State-Led Consortium Invests in Timchenko's LPG Terminal in Russia
A consortium of Russian institutional investors and foreign partners has unveiled its intention to invest over US$700mln to ‘gain complete control’ of a LPG and light oil products transhipment terminal, suggesting that Russia could find its way out of Western sanctions.
‘As part of the transaction, the consortium will gain complete control over the terminal, which is not only the largest in the CIS but also the only LPG transhipment terminal in the Russian North-West. It is also one of the most modern port infrastructure facilities on the Baltic Sea,’ reads a note released by Russian Direct Investment Fund, which is one of the investors.
Sibur, which currently owns the terminal, is mainly owned by Gennady Timchenko and Novatek’s shareholder Leonid Mikhelson.
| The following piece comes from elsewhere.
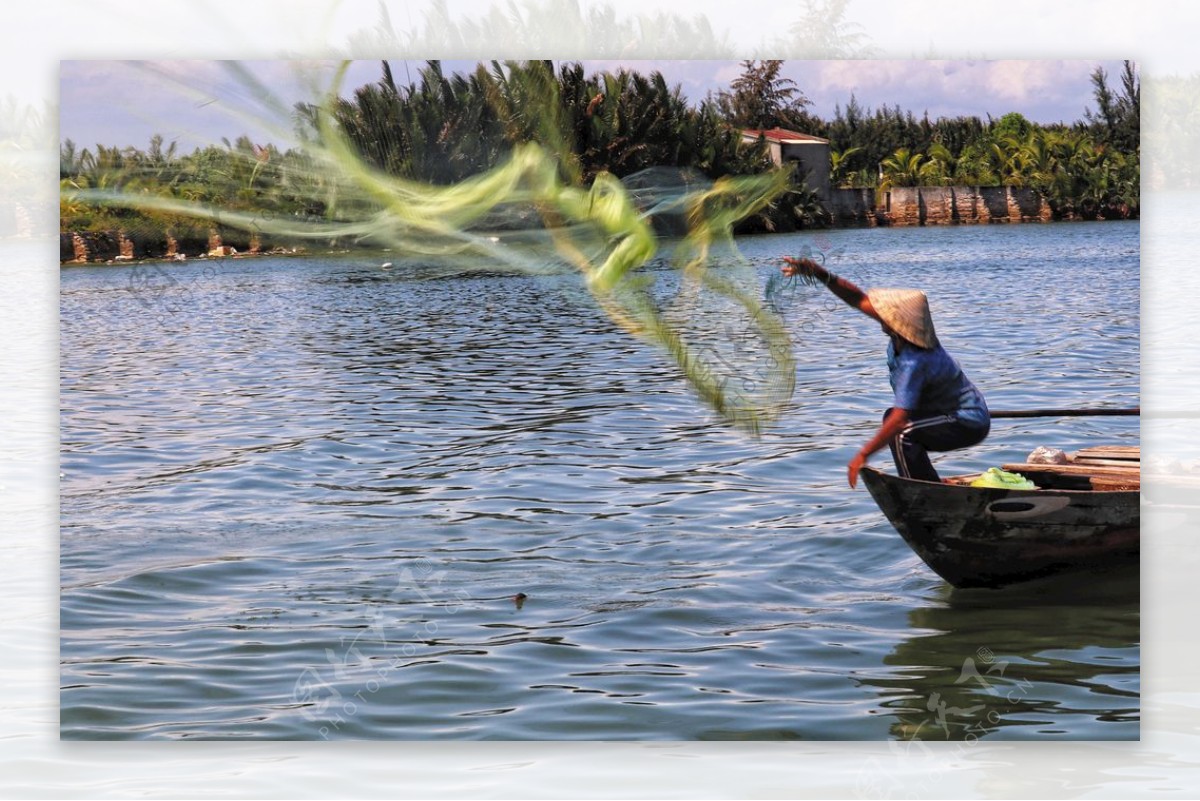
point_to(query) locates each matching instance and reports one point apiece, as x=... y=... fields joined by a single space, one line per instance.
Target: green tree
x=759 y=98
The US placed sanctions on Timchenko in March.
The communiqué does not shed light on the amount invested by the different investors, simply mentioning Gazprombank as one of them. Gazprom is the third Russian bank.
"Investment in Russian infrastructure is a core area of Gazprombank's activity. The LPG and light oil products terminal in Ust-Luga is an attractive investment opportunity due to its fundamental competitive advantages and significant potential for value appreciation in future," Alexey Matveev, Deputy Chairman of the Board of Gazprombank, commented on Thursday.